Tom returned to playing, but when the musicians’ area started to get crowded, Tom packed up his flute and climbed behind the bar.

“Hum,” I thought, “wonder what that means?”  So I went to Googling the topic.  I discovered Tom’s the owner of the place!  Someone on Yelp had mentioned him by name and noted how incredibly nice he is.  (I’m in 100% agreement.)

Tom wanted to connect me with another Fulbright in the family, Siobhan. She taught Irish in the US.  To connect us, he dialed her up and soon handed me the phone.  Turns out, she’s the one who gave us an Irish lesson during the Fulbright orientation. I’d met her but not realized we were connected.  (I’d have never realized the connection to Tom without my huggy mom and her travel-ready neighbors.)

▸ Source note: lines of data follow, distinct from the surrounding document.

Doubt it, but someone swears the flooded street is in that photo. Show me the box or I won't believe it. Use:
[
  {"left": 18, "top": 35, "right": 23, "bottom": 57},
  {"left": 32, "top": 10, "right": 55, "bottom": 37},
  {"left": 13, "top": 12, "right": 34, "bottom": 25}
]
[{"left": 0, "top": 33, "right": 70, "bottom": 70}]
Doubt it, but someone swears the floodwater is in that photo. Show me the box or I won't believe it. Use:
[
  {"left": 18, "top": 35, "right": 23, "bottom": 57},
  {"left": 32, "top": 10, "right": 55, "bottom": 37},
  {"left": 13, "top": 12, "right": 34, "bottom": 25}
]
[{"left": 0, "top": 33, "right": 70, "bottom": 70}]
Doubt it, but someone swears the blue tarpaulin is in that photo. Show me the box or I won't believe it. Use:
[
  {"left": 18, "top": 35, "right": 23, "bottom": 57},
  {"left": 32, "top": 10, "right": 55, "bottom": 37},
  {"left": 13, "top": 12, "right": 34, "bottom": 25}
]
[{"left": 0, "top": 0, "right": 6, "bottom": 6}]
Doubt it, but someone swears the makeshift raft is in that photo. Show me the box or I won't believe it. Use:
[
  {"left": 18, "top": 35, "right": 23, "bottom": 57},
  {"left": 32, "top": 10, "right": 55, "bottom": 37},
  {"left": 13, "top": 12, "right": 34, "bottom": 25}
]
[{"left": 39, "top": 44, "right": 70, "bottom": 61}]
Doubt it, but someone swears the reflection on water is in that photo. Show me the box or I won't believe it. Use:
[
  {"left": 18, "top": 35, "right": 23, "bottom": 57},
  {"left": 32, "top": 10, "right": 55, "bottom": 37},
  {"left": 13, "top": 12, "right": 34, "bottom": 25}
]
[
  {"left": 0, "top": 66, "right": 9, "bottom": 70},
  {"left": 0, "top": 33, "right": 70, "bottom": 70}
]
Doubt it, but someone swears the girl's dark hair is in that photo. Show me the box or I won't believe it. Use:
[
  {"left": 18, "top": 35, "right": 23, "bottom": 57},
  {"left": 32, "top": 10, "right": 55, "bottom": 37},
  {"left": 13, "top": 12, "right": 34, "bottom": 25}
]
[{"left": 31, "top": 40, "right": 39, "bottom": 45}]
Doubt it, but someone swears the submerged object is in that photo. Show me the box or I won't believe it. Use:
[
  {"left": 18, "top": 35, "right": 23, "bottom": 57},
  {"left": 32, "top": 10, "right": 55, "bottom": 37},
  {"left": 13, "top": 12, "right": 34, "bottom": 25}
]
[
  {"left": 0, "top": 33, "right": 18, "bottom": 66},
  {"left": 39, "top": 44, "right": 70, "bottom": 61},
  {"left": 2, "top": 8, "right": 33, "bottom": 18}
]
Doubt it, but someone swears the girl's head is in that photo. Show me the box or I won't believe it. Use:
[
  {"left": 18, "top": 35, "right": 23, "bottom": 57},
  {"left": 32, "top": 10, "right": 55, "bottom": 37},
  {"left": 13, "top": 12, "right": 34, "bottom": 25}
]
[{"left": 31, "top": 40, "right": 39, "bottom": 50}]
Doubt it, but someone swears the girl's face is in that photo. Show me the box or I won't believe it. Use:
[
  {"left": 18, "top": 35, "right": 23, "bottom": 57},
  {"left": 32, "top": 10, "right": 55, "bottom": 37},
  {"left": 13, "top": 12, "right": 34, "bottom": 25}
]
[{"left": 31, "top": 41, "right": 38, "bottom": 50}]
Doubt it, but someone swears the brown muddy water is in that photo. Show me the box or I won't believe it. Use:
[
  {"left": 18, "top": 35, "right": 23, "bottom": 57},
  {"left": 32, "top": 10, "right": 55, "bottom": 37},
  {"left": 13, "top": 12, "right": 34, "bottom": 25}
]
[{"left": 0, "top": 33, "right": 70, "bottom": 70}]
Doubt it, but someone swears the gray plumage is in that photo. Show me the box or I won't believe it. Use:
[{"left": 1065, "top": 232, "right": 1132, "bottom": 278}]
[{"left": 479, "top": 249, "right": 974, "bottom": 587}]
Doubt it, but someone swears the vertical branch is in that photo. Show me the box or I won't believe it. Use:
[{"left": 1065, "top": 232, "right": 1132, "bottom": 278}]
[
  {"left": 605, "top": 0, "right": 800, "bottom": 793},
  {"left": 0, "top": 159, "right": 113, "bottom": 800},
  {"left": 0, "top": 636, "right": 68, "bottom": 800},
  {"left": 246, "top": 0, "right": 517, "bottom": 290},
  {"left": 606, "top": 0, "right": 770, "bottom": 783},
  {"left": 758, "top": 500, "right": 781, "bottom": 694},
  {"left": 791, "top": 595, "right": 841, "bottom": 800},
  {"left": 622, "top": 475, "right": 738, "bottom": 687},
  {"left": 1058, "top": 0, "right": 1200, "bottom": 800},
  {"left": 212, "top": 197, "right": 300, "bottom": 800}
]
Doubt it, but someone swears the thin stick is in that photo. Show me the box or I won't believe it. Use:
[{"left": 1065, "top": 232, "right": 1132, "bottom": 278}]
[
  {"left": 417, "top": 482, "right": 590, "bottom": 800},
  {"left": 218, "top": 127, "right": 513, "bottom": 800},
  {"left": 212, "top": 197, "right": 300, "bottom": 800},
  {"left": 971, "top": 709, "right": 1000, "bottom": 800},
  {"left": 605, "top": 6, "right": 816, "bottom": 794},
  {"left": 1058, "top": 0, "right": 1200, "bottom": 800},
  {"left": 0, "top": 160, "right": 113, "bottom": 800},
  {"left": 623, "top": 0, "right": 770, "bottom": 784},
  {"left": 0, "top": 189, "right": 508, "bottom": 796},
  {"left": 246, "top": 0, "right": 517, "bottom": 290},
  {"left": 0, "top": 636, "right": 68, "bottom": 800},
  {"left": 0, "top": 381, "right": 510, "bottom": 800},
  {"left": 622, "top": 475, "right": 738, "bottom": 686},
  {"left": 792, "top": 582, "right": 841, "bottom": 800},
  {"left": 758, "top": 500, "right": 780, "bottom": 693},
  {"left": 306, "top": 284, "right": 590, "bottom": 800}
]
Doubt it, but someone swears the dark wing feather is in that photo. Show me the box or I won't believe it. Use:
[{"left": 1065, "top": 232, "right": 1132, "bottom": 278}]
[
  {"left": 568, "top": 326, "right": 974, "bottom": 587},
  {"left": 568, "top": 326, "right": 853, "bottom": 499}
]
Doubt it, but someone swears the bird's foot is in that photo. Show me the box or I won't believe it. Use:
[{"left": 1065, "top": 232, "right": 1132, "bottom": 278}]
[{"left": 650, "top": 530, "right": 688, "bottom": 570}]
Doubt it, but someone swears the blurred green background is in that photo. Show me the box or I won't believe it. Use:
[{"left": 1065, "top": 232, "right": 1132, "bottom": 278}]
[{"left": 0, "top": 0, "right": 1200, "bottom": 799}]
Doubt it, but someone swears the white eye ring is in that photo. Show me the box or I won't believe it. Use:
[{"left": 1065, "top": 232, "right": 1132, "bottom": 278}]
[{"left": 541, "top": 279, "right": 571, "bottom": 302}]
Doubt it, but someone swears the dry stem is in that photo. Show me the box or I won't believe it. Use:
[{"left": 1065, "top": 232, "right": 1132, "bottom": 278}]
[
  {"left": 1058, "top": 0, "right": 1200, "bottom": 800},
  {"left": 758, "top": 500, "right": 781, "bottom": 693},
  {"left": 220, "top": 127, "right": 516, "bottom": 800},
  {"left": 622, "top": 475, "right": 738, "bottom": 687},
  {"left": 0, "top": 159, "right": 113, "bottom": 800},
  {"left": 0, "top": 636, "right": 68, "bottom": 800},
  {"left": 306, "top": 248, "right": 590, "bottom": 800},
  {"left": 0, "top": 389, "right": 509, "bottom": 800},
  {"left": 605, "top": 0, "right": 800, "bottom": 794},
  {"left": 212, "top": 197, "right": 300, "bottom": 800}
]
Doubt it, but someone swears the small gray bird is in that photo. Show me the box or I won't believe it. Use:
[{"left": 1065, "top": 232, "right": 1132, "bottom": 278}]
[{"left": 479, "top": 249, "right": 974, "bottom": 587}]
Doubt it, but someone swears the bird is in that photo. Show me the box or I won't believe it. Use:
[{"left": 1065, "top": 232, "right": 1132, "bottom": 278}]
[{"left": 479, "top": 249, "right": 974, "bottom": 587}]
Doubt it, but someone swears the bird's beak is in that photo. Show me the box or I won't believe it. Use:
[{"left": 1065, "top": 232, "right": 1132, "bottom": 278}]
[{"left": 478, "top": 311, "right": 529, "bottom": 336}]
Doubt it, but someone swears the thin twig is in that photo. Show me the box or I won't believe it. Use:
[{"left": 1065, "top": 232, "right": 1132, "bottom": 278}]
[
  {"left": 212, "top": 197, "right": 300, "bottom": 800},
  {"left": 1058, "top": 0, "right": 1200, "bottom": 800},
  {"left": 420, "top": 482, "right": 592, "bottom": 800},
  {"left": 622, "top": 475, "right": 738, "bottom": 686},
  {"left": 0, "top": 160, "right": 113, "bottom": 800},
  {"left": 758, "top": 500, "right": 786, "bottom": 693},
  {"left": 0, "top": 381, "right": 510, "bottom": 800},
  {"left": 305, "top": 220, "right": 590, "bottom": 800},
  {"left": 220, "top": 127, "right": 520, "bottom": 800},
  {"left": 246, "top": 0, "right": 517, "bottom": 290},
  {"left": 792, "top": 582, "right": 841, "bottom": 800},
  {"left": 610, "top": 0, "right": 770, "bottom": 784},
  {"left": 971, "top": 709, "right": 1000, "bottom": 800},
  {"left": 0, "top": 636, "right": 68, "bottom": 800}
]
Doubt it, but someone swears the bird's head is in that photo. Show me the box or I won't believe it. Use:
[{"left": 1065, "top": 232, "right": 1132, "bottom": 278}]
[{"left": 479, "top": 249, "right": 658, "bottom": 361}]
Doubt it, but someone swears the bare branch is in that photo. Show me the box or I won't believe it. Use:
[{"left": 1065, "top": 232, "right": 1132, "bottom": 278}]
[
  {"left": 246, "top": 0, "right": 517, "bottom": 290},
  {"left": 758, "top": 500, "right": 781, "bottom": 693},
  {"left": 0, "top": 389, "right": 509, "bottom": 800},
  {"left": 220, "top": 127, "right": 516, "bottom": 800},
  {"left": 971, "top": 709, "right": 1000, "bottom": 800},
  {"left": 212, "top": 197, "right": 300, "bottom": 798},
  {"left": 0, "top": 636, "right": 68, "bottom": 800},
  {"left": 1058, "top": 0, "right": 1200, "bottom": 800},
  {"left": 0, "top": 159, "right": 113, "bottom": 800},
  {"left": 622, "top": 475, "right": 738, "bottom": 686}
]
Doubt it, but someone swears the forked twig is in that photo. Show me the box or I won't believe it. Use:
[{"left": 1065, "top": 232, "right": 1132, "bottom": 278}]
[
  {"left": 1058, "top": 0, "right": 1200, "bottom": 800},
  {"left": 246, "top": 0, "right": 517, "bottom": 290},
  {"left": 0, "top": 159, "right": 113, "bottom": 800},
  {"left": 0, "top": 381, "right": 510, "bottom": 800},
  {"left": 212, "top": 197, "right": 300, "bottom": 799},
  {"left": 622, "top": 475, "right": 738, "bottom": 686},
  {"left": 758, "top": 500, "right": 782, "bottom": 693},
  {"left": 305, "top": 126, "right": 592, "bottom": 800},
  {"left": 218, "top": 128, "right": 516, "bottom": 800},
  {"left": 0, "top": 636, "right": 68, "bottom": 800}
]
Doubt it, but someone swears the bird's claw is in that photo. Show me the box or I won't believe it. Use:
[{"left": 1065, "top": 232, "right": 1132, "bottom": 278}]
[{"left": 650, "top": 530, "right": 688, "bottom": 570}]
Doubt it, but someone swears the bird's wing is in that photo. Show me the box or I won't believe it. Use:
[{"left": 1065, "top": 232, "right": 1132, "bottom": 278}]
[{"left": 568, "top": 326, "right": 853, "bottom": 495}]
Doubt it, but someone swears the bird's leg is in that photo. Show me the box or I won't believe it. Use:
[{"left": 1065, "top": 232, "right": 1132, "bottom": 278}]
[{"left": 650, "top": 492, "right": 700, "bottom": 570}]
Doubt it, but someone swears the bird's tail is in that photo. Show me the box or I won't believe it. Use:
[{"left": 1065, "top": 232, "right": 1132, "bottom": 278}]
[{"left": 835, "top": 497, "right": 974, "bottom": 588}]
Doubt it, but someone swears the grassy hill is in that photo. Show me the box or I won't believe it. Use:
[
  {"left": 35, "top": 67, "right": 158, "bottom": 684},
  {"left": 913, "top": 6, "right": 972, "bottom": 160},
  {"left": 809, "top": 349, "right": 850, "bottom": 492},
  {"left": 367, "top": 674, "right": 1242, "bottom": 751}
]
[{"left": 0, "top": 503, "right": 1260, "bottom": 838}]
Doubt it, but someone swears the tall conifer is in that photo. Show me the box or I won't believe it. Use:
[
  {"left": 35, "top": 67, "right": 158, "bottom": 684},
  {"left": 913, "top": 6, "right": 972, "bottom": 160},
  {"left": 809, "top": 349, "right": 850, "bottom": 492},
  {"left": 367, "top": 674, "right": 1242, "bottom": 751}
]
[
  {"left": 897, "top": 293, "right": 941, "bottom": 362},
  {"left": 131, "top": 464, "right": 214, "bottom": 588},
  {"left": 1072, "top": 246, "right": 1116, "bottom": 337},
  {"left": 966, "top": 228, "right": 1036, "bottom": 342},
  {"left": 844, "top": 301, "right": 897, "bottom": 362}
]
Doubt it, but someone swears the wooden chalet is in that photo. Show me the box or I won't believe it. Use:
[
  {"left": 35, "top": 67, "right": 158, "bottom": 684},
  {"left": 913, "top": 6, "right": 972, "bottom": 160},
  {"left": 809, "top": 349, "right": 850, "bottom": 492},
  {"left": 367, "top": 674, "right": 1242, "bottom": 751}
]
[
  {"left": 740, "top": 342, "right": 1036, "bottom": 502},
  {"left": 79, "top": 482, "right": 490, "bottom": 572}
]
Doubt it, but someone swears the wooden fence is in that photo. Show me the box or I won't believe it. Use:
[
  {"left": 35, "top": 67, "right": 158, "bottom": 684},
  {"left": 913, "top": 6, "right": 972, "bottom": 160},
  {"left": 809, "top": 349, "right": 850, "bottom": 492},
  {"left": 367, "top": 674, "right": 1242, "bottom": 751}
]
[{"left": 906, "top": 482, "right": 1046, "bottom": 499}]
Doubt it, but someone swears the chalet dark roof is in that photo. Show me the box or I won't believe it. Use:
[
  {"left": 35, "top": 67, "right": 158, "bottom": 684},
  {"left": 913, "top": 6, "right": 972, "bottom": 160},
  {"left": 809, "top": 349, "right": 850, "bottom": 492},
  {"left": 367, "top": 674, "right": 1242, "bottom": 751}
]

Tom’s son, Tomás, is working on a degree in  Irish politics and history at University College Dublin (UCD).  His dad completed a similar degree there 2006-2010… the same years I was in school at William and Mary. Tom had gone back to be a good example to his kids. It seems to have paid off!

Tomás wouldn’t even take money for my drinks last night. And, Tom gave Mom a copy of his CD to take home. Ain’t it grand to have a family!

You may also recall that it was my 2003 visit to the UCD campus that left me determined to become a Fulbright myself. And thanks to my mom’s positive example, I set to work on a PhD three years later. That helped it all come together.

So, all in all, it’s wonderful to find a place where everybody knows my name, and they seem so glad I came!  Who have thought I’d find my home in a pub?

Tom’s brother Neily is one of the world’s premier uilleann (elbow) pipers. I think he’ll be playing Thursday, October 25.  See you there?  For more information, you can like the Cobblestone on Facebook.

By the time I left last night, there’s been more than 14 different musicians chiming in. I can’t wait to return!